The FSCS levy for 2020/2021 was released earlier this year, causing frustration amongst many advisors in the sector. That frustration continues, with the FSCS making large compensation payments in respect of defined benefit (DB) transfers where many question the lack of earlier FCA intervention, which might have alleviated the problems in this area.
The FSCS levy for the 2020/2021 financial year rose to £649m up from £549m last year and exceeded the amount forecasted in the FSCS' Plan & Budget announced in January 2020.
The FSCS has explained that it is continuing to see an increase in pension related claims, albeit that it has in fact reduced its forecast for the anticipated cost of SIPP operator claims.

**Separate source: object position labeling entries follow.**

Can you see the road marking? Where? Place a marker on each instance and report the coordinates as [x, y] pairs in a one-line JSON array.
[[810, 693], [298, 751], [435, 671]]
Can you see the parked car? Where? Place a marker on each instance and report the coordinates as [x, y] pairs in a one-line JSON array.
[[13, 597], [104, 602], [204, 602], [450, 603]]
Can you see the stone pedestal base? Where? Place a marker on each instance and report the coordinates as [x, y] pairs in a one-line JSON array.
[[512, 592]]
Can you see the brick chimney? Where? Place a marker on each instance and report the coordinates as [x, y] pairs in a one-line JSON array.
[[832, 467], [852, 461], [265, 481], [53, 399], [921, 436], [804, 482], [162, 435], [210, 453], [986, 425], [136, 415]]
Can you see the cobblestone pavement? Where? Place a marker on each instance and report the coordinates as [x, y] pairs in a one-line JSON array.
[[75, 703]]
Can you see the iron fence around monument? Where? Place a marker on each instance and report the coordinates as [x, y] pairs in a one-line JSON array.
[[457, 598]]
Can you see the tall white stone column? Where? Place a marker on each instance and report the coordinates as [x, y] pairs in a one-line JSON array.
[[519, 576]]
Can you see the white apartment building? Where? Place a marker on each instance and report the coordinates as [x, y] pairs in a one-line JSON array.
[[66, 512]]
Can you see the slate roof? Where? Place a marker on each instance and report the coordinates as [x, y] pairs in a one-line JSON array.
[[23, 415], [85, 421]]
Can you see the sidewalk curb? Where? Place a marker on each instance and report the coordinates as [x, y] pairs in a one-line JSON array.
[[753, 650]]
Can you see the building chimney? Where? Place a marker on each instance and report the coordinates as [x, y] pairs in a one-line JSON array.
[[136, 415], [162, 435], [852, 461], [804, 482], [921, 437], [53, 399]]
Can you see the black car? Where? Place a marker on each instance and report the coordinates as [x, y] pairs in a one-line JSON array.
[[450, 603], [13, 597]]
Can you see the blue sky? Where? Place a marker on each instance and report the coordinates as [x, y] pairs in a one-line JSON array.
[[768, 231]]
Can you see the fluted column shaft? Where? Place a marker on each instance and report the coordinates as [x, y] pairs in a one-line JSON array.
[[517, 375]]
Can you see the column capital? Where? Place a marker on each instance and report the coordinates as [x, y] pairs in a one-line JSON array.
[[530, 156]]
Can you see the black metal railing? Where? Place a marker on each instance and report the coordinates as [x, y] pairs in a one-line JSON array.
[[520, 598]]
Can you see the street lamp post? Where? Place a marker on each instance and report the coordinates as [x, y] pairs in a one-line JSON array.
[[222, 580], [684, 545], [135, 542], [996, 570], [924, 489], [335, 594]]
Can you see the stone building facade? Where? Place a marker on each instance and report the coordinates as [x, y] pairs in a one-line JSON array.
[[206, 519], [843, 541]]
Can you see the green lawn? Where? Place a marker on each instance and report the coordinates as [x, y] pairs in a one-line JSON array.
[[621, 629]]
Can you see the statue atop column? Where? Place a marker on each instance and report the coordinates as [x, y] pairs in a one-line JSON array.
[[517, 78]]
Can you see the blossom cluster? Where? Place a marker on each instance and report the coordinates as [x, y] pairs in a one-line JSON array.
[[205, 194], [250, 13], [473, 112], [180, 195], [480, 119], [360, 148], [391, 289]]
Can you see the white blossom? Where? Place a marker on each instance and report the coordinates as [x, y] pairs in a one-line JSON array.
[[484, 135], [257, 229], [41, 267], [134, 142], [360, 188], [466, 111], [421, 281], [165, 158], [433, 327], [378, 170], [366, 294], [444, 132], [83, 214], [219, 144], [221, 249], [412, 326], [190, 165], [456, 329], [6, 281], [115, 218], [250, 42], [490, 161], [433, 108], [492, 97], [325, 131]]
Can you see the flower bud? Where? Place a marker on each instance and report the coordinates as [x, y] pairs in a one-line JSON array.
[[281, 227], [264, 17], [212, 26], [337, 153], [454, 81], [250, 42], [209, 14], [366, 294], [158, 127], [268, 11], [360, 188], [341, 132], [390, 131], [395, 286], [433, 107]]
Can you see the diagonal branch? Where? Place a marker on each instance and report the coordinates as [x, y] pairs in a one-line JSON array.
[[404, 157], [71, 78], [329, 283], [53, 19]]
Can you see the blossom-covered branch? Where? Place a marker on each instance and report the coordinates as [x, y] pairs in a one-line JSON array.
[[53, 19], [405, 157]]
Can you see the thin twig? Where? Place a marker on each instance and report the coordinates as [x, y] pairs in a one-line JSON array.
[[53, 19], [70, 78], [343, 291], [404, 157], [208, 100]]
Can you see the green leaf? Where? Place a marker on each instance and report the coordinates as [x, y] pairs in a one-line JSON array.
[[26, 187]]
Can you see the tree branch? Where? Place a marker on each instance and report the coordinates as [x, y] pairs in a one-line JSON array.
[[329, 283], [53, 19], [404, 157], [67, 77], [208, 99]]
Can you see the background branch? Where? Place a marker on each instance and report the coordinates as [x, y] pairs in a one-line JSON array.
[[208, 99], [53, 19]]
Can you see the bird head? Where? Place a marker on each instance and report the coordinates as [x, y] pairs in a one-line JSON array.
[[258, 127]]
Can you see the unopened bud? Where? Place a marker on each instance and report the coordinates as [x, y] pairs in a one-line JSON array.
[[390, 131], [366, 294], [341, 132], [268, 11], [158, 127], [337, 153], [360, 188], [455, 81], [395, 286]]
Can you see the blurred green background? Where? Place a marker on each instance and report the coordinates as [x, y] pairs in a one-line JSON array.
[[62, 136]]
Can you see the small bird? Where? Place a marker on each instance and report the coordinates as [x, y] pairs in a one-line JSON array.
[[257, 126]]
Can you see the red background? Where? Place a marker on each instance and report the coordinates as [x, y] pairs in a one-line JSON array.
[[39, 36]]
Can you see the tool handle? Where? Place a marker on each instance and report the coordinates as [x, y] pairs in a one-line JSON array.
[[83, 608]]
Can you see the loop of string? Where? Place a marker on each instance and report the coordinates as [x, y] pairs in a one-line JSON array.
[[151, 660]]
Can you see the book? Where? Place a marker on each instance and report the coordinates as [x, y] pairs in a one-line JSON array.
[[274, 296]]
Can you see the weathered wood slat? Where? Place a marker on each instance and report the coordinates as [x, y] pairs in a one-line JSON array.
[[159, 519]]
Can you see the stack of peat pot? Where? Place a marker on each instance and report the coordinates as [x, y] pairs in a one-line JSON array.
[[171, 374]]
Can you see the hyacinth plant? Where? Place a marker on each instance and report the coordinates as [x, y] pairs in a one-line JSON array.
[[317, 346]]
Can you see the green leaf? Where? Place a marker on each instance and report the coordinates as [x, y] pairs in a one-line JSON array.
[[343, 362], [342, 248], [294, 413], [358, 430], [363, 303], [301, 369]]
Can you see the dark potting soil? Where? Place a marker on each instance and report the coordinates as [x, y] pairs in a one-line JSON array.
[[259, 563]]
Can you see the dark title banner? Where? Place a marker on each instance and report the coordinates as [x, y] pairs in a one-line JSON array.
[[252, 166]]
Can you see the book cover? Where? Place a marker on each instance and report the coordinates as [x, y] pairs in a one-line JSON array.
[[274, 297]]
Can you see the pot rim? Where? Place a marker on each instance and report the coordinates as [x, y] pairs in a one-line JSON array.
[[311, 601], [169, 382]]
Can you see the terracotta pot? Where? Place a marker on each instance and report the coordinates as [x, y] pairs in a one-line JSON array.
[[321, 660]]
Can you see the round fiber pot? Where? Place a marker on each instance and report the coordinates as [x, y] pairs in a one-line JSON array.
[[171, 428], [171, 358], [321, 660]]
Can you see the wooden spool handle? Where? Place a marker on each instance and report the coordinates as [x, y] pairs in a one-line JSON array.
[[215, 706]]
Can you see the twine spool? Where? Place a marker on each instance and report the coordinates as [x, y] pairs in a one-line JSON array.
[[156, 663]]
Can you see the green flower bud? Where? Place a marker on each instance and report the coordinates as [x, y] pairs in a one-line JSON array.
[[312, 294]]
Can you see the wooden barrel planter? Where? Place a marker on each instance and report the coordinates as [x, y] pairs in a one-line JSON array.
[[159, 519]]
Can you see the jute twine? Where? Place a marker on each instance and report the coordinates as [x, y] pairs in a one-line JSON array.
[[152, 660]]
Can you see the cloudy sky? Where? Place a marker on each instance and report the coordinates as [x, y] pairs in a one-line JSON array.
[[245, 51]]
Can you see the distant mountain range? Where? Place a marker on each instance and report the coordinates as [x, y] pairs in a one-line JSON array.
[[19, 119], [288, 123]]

Advisor frustration at the large FSCS levy increases has not been quelled by recent news that the FSCS has just paid £1.2m to investors advised by Capital & Income Solutions (now in liquidation) that provided DB transfer advice. Furthermore, that sum is only applicable to 20 claims and it is anticipated that there are over 600 pending.
There has been much commentary from the advisor community, many of whom feel that they are being punished for the mistakes of others by having to pay increased FSCS bills and that proactive steps by the regulator may have stopped the behaviour that led to compensation payments in the first place. Many advisors believe that the regulator only steps in once it is too late and more should be done to identify firms that are in breach of regulations which would, in turn, protect financial advisors from increased bills in the future.
No formal protest has been put to the FSCS so far but given the market uncertainty caused by the pandemic in 2020 and the likelihood of further FSCS claims linked to poor investment advice, it would appear that the 2021/2022 FSCS bill is only likely to rise further still.